The measurement results shown in Table 2 for the LIMITHARD-limited CPU pool case, the CAPACITY-limited CPU pool case, and the case that includes both CAPACITY and LIMITHARD CPU pools show that CPU pool limiting is very effective.
Table 2. CPU Pooling - Apache Measurement Comparisons | ||||
Run ID | A8XT4083 | A8XT4080 | A8XT4081 | A8XT4082 |
CPUPOOL1 Limit Type | na | LIMITHARD | CAPACITY | LIMITHARD |
CPUPOOL2 Limit Type | na | LIMITHARD | CAPACITY | LIMITHARD |
CPUPOOL3 Limit Type | na | LIMITHARD | CAPACITY | CAPACITY |
CPUPOOL4 Limit Type | na | LIMITHARD | CAPACITY | CAPACITY |
CPUPOOL1 Max Share | na | 4.999 | 40.00 | 4.999 |
CPUPOOL2 Max Share | na | 4.999 | 40.00 | 4.999 |
CPUPOOL3 Max Share | na | 4.999 | 40.00 | 40.00 |
CPUPOOL4 Max Share | na | 4.999 | 40.00 | 40.00 |
CPUPOOL1 Max %Util | na | 39.99 | 40.00 | 39.99 |
CPUPOOL2 Max %Util | na | 39.99 | 40.00 | 39.99 |
CPUPOOL3 Max %Util | na | 39.99 | 40.00 | 40.00 |
CPUPOOL4 Max %Util | na | 39.99 | 40.00 | 40.00 |
CPUPOOL1 Mean %Util | na | 38.98 | 39.05 | 39.04 |
CPUPOOL2 Mean %Util | na | 38.96 | 39.06 | 39.02 |
CPUPOOL3 Mean %Util | na | 38.96 | 39.05 | 39.04 |
CPUPOOL4 Mean %Util | na | 38.97 | 39.07 | 39.04 |
CPUPOOL1 Min %Util | na | 9.493 | 11.53 | 11.41 |
CPUPOOL2 Min %Util | na | 9.033 | 11.63 | 10.80 |
CPUPOOL3 Min %Util | na | 8.982 | 11.53 | 11.15 |
CPUPOOL4 Min %Util | na | 9.287 | 12.07 | 11.09 |
Total Util/Proc | 1.000 | 0.679 | 0.683 | 0.684 |
APACHE LIMIT Wait | 0 | 25 | 25 | 24 |
ETR Ratio | 1.000 | 0.735 | 0.740 | 0.739 |
ITR Ratio | 1.000 | 1.087 | 1.090 | 1.086 |
CP usec/Tx | 1.000 | 1.076 | 1.067 | 1.067 |
Emul usec/Tx | 1.000 | 0.891 | 0.889 | 0.893 |
AWM Emul CPU/Tx | 1.000 | 0.899 | 0.899 | 0.899 |
APACHE Emul CPU/Tx | 1.000 | 0.800 | 0.800 | 0.800 |
APACHE CP CPU/Tx | 1.000 | 1.000 | 1.000 | 1.000 |
AWM CP CPU/Tx | 1.000 | 0.875 | 1.000 | 1.000 |
T/V Ratio | 1.000 | 1.034 | 1.034 | 1.034 |
Notes: 2827-795, 8 dedicated CPs, 128 GB of storage. Four 8.0 Gbps Fibre-channel switched channels, 2107-E8 control unit, 224 3390-54 volumes. z/VM 6.3 of April 8, 2014. 6 AWM clients, 16 Apache servers, 2 URL files, 15 KB avg URL size. |
Summary and Conclusions
- CPU pools provide effective CPU time limiting, regardless of the type of guest.

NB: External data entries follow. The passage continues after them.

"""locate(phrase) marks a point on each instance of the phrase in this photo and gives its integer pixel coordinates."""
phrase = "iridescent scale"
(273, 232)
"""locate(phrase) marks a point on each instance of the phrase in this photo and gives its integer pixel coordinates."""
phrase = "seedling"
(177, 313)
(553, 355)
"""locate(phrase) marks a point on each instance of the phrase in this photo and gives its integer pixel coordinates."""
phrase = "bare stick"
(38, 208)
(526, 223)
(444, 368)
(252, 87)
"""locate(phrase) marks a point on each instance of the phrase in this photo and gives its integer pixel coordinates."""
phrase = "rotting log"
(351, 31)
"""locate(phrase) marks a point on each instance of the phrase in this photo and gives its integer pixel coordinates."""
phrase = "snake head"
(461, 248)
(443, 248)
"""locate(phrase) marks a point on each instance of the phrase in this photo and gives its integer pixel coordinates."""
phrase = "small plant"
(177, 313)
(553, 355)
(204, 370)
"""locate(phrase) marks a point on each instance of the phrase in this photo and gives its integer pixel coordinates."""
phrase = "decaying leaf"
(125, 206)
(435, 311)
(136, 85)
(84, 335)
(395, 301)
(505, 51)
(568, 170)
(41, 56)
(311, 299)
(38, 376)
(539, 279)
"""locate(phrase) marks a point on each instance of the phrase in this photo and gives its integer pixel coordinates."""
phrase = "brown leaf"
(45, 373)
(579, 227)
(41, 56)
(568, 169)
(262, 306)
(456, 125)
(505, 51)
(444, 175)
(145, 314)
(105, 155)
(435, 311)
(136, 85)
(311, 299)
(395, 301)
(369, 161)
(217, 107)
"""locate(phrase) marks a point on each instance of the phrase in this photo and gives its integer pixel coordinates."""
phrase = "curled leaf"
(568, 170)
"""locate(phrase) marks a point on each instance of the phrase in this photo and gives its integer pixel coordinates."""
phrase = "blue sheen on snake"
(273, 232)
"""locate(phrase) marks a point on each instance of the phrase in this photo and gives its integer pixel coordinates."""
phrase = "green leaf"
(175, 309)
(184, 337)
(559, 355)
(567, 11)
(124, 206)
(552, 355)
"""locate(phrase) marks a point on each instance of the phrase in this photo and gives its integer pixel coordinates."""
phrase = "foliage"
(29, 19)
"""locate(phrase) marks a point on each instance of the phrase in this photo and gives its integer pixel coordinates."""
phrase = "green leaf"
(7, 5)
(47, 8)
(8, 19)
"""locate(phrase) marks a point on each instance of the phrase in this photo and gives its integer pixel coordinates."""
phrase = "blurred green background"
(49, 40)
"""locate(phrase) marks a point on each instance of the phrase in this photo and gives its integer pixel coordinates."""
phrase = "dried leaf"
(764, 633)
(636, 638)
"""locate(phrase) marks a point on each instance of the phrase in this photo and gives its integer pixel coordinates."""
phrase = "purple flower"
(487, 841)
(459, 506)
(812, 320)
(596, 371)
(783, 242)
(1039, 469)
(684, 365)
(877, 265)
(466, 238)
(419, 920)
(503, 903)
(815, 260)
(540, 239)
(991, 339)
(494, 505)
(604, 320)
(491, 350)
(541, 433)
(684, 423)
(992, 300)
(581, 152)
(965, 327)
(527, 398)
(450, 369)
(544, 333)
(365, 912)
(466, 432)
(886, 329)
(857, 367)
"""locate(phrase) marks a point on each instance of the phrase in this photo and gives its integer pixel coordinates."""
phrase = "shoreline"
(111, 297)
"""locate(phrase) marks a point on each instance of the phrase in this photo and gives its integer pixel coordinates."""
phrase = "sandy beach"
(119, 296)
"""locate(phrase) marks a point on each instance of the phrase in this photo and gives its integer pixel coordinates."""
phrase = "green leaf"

- CPU pools limit effectively for both types of limits - LIMITHARD or CAPACITY.
- CPU pools limit appropriately when a pool contains guests that have individual limits as well. Guest individual limits take effect only if they limit the guest more than the CPU pool limit would.
- CPU pooling can diminish the distribution of CPU consumption based on relative share settings.
- CPU pooling has very little additional resource consumption.